Improve Insulin Sensitivity
The topic of insulin sensitivity and metabolic health spans entire academic careers so it’s impossible to cover exhaustively. Regardless, I’d like to share a few tips that have personally helped me. Overall, I’ve found that common advice about food and exercise rings true. Eating a diet with lots of vegetables and fiber as well as a balanced mix of unsaturated fats and slow carbohydrates results in long term insulin sensitivity and better glucose control. While I’m still collecting evidence, I have anecdotally found that meals with excessive saturated fat result in insulin resistance. Exercise, especially long duration cardio like running, walking, cycling and cross country skiing result in improved insulin sensitivity during the activity and across the following day or more. Sleep interruption or deprivation causes insulin resistance. Stress causes insulin resistance. These are topics I want to investigate and quantify in future blog posts once I have collected more data, but I’m pretty confident about the directionality and causality of these inputs on insulin sensitivity.
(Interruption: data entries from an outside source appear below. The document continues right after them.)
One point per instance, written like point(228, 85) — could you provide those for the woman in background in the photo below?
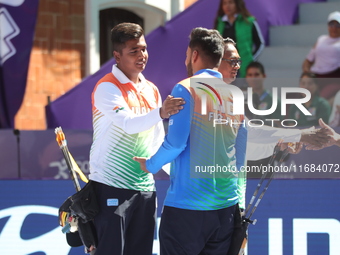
point(233, 20)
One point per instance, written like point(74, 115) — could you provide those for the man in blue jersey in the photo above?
point(199, 209)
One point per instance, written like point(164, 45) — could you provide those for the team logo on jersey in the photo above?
point(118, 108)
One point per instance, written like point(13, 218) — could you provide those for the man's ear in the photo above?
point(194, 56)
point(116, 56)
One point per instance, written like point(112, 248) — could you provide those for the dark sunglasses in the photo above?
point(233, 62)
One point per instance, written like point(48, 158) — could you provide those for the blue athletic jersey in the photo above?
point(205, 149)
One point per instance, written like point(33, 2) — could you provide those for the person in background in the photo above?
point(324, 59)
point(233, 20)
point(199, 208)
point(127, 120)
point(334, 137)
point(262, 99)
point(317, 106)
point(334, 119)
point(262, 140)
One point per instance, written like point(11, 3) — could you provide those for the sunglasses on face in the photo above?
point(233, 62)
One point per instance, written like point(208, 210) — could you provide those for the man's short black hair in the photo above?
point(209, 42)
point(124, 32)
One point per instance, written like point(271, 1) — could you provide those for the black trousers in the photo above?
point(125, 224)
point(190, 232)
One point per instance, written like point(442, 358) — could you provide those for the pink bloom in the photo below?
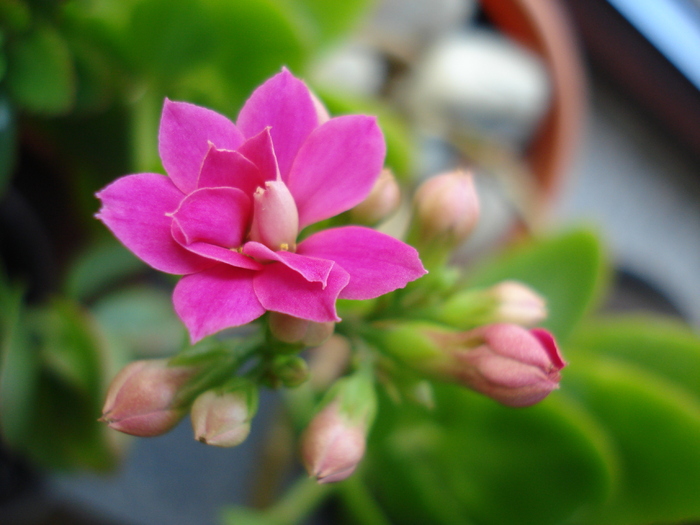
point(236, 197)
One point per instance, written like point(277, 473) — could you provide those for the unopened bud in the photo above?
point(289, 329)
point(142, 399)
point(506, 302)
point(275, 217)
point(334, 442)
point(382, 201)
point(222, 419)
point(508, 363)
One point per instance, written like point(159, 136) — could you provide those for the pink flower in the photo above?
point(237, 195)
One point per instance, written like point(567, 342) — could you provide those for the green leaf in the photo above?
point(40, 73)
point(474, 461)
point(662, 346)
point(568, 270)
point(654, 427)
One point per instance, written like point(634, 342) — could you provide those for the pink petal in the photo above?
point(377, 263)
point(260, 151)
point(214, 215)
point(136, 208)
point(217, 298)
point(336, 167)
point(222, 168)
point(284, 104)
point(310, 268)
point(215, 253)
point(281, 289)
point(185, 133)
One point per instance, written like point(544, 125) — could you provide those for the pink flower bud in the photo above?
point(332, 446)
point(447, 208)
point(518, 304)
point(222, 419)
point(142, 399)
point(291, 329)
point(383, 200)
point(275, 217)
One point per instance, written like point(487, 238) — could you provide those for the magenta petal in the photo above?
point(215, 215)
point(185, 134)
point(377, 263)
point(281, 289)
point(230, 169)
point(217, 298)
point(336, 167)
point(260, 151)
point(283, 104)
point(215, 253)
point(136, 209)
point(310, 268)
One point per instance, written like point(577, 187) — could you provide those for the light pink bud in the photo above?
point(275, 217)
point(447, 207)
point(513, 365)
point(332, 446)
point(142, 399)
point(382, 201)
point(516, 303)
point(291, 329)
point(222, 419)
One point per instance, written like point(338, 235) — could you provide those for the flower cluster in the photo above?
point(230, 217)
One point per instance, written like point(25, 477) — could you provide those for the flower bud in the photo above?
point(506, 302)
point(275, 217)
point(289, 329)
point(142, 399)
point(446, 209)
point(222, 419)
point(334, 442)
point(382, 201)
point(332, 445)
point(508, 363)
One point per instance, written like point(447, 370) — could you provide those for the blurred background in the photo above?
point(568, 111)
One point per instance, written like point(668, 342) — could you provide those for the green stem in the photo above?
point(358, 501)
point(298, 502)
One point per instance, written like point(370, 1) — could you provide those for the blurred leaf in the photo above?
point(474, 461)
point(400, 144)
point(143, 319)
point(568, 270)
point(19, 368)
point(331, 19)
point(40, 73)
point(655, 430)
point(99, 268)
point(7, 142)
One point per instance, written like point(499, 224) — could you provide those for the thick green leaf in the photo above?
point(40, 74)
point(661, 345)
point(569, 270)
point(654, 427)
point(474, 461)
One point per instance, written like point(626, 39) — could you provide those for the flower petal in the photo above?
point(185, 133)
point(284, 104)
point(217, 298)
point(136, 208)
point(377, 263)
point(215, 215)
point(310, 268)
point(260, 151)
point(222, 168)
point(336, 167)
point(281, 289)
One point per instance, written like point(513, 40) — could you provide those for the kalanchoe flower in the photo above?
point(222, 419)
point(236, 196)
point(142, 398)
point(513, 365)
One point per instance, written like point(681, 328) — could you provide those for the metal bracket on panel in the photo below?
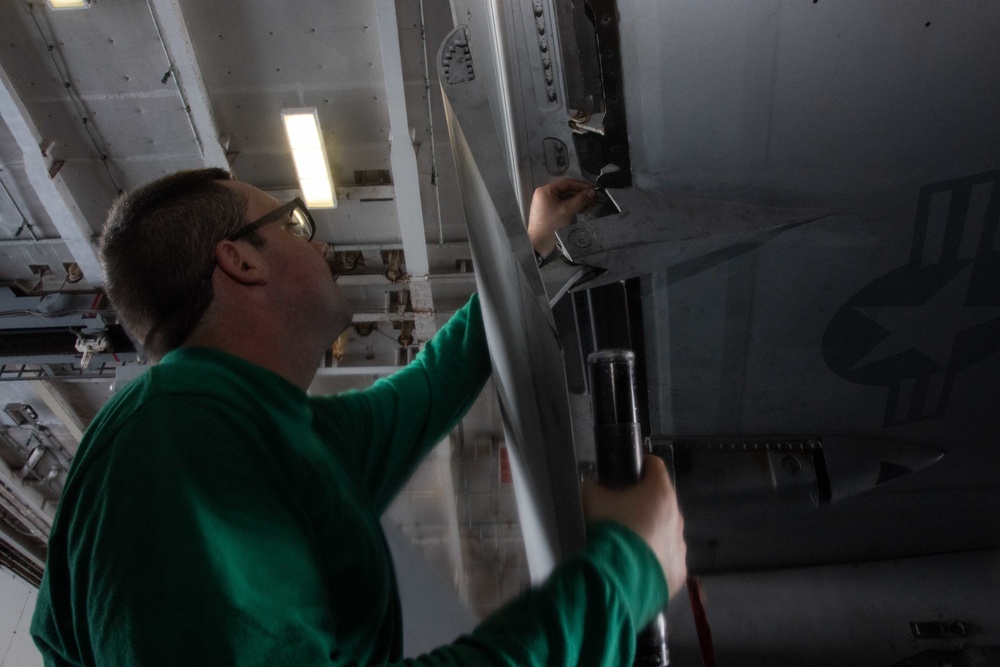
point(88, 345)
point(653, 231)
point(582, 122)
point(456, 58)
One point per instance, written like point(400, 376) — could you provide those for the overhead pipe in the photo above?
point(430, 124)
point(619, 448)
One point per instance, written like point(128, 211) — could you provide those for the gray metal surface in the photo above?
point(878, 321)
point(527, 361)
point(652, 231)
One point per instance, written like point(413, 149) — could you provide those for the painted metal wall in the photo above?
point(17, 604)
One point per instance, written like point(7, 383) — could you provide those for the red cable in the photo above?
point(701, 621)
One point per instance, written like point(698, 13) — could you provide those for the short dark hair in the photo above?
point(158, 251)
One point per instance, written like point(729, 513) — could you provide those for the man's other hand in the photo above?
point(553, 207)
point(650, 509)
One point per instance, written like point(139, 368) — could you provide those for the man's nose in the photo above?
point(322, 248)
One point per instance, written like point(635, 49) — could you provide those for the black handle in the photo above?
point(618, 443)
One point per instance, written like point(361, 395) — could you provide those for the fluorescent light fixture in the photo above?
point(69, 4)
point(311, 165)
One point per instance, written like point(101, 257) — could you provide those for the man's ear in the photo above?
point(241, 262)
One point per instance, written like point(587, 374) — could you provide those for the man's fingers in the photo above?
point(580, 201)
point(567, 187)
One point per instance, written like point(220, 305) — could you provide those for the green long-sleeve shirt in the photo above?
point(215, 514)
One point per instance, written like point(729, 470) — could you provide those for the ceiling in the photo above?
point(873, 127)
point(101, 100)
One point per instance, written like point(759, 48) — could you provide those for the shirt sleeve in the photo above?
point(206, 558)
point(390, 427)
point(587, 613)
point(201, 554)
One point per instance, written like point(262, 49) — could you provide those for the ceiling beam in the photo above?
point(406, 179)
point(180, 54)
point(66, 415)
point(51, 191)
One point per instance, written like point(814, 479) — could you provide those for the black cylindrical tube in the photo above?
point(618, 445)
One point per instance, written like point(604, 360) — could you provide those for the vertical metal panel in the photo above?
point(527, 360)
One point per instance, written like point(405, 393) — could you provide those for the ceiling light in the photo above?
point(69, 4)
point(306, 141)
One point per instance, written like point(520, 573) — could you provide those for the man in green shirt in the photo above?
point(216, 514)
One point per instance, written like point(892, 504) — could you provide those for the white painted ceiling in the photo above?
point(124, 92)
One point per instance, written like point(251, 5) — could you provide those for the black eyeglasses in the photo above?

Ultra Rapid Acting Inhaled Insulin (Afrezza)
Inhaled insulin is delivered directly to the bloodstream via the lungs, meaning it begins working almost immediately and is mostly cleared from the system after an hour. This makes it ideal for handling very high glycemic index foods as well as correcting stubborn hyperglycemia without a resulting low 2-4 hours later. See the follow chart comparing the action profiles of Afrezza (TI) and rapid acting insulin (RAA).

I will be trying Afrezza to rapidly correct hyperglycemia and report on my experience in a future post.
GLP1 Receptor Agonists
GLP-1 receptor agonists like Semiglutide (Ozempic) and Tirzepitide (Mounjaro) can slow gastric emptying (reducing postprandial highs), reduce cravings for high glycemic index foods and potentially, though possibly not directly, improve insulin sensitivity. There is existing work investigating GLP-1 receptor agonists in T1D with promising results. I have never tried this class of medications so I cannot add anything to the discussion, but it’s worth noting that they may provide a powerful tool for some type 1 diabetics.
Conclusion
Overall, leading a healthy lifestyle with lots of physical activity, a balanced diet and well planned meals has dramatically improved my glycemic control. Strategically timed physical activity can work wonders to reduce the duration and magnitude of hyperglycemia. I am still investigating the exact correlations between various foods and insulin sensitivity, as well as other tools like Afrezza. This post outlines my current understanding of the effect of lifestyle factors and medications on glycemic control. I will continue to share as my understanding changes while I collect more data and try more strategies.